RECENT MEMORY, REMOTE MEMORY
Happy families are all alike, every unhappy
family is unhappy in its own way.
Leo Tolstoy
My family was just like other happy families
before mindless violence engulfed my world.
Soft words swept up by caressing winds
illuminate cherished moments of my distant past.
But then out of a farcical political campaign
(“The best lack all conviction,
while the worst
are full of passionate intensity.”)
words on fire flash echoes of Palinesque
rabble-rousing, scorching synapses in my cortex,
a ghostly chorus of “never again, never again” fades,
an ominous premonition of what’s to come.

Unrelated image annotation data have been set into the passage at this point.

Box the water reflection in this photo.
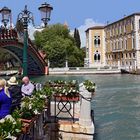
[33,75,140,140]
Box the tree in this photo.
[74,28,81,48]
[34,24,84,67]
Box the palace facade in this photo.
[86,13,140,69]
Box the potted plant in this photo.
[0,115,22,140]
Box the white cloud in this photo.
[28,25,43,40]
[75,18,104,47]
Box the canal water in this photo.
[33,75,140,140]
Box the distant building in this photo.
[86,13,140,69]
[85,26,105,67]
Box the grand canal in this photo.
[33,75,140,140]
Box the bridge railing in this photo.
[0,28,18,40]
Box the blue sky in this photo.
[0,0,140,46]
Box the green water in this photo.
[33,75,140,140]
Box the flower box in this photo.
[54,95,79,102]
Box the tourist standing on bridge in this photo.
[0,79,12,119]
[7,76,23,112]
[21,76,34,96]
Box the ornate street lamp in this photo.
[18,3,53,76]
[38,3,53,27]
[18,5,33,76]
[0,7,11,28]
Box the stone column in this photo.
[79,84,93,126]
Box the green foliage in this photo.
[0,115,22,140]
[74,28,81,48]
[83,80,95,92]
[34,24,84,67]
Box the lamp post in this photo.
[38,2,53,27]
[18,5,33,76]
[18,3,53,76]
[0,7,11,28]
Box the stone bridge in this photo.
[0,29,48,75]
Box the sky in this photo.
[0,0,140,46]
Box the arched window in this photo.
[94,36,101,46]
[94,51,101,61]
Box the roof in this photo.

I hear a rumble of Alaskan secessionists,
SS Runes sparkle in a frozen sun, all American
Einzatsgruppen loudly chant “Fairbanks uber alles.”
Smoldering embers stir, buried memories
that should have been forgotten are roused
under desiccated blanched-white bones.
In a bout of somaesthesia, Theresienstadt lice
crawl up and down my back; I covers ears
drowning out a locomotive’s screeching brakes,
hissing steam and deportation whistles.
Rottweilers bark and snarl lunging at a line
of shuffling shadows.
I watch little yellow stars of David float up over
barbed wire fences, taking their rightful place, an enduring
constellation in the stone-black darkness of a night sky.
Cold and shivering, too weak to get up and stop dreaming
I’m in a triple decker bunk bed.
Nauseous with dread there’s so much I don’t understand.